Financement libyen de Sarkozy : l'hypothèse d'une comptabilité secrète

Palais de l'Elysée, 10 décembre 2007. Quelques mois après son élection, Nicolas Sarkozy recevait Mouammar Kadhafi en visite officielle, pour cinq jours.
 
Palais de l'Elysée, 10 décembre 2007. Quelques mois après son élection, Nicolas Sarkozy recevait Mouammar Kadhafi en visite officielle, pour cinq jours.   (ARCHIVE LP/Aurélie Audureau.)

    Un élément accablant? Médiapart révèle de nouvelles informations concernant les soupçons de financement illégal, par la Libye, de la campagne présidentielle de 2007 de Nicolas Sarkozy.


    Selon le site d'investigation, le juge d'instruction parisien Serge Tournaire et les policiers de l'Office central de lutte contre la corruption (OCLCIFF) ont récupéré, des mains de la justice norvégienne, une copie du carnet noir d'un ancien ministre de Mouammar Kadhafi, où il est consigné une série de versements au profit de l'ancien chef de l'Etat, dont le montant avoisinerait 6,5 millions d'euros.
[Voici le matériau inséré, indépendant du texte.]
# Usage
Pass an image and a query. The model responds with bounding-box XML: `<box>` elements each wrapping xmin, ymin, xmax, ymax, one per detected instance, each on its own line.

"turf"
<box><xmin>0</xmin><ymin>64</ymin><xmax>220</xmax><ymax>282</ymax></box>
    Choukri Ghanem, ancien chef du gouvernement (2003-2006) et ancien ministre du pétrole libyen (2006-2011), a rédigé en arabe, le 29 avril 2007, une semaine avant le premier tour de l'élection présidentielle, le compte-rendu d'une réunion avec plusieurs autres personnalité du pouvoir libyen. L'un deux, Bachir Saleh, directeur de cabinet de Kadhafi et patron de l'un des fonds souverains du pays, y affirme avoir transféré 1,5 millions d'euros à Nicolas Sarkozy.

    Le carnet mentionne d'autres sommes importantes, envoyées par d'autres caciques du régime : 3 millions envoyés par Saïf al-Islam Kadhafi, l'un des fils du « guide », et 2 millions par Abdallah Senoussi, chef des services secrets intérieurs libyens et beau-frère de Kadhafi.

    En 2011, lorsque la France déclenche une opération militaire en Libye, Choukri Ghanem est l'un des premiers à faire défection. A la différence de Bachir Saleh, qui trouve refuge en France puis en Afrique du Sud, Ghanem se réfugie à Vienne (Autriche), où est situé le siège de l'Opep. Le 29 avril 2012, son corps était repêché dans le Danube. La police autrichienne avait envisagé la piste de l'assassinat mais l'enquête avait conclu à une crise cardiaque provoquant la chute de Ghanem dans le fleuve, puis sa noyade.

    Son carnet a été découvert chez son gendre, aux Pays-Bas, dans le cadre d'une enquête liée à un scandale de corruption impliquant le géant chimique norvégien Yara. Un procès a eu lieu en Norvège. Après quoi, selon Médiapart, la procureure Marianne Djupesland a transmis les notes à la France.

    Dans cette affaire, l'entourage de Nicolas Sarkozy a toujours accusé Médiapart d'orchestrer des mensonges pour lui nuire. Depuis avril 2013, pourtant, la justice enquête sur l'éventualité d'un financement occulte par le régime de Mouammar Kadhafi, du candidat de l'UMP. Son ancien plus proche collaborateur, devenu ministre de l'Intérieur, Claude Guéant, est dans cette affaire mis en examen pour faux et usage de faux, ainsi que blanchiment de fraude fiscale. D'autres personnes sont visées, notamment l'intermédiaire franco-libanais Ziad Takieddine, dont les révélations -dans nos colonnes- sur l'origine de fonds libyens avaient justifié l'ouverture de l'enquête.

    Nicolas Sarkozy ne fait l'objet d'aucune mise en examen dans ce dossier.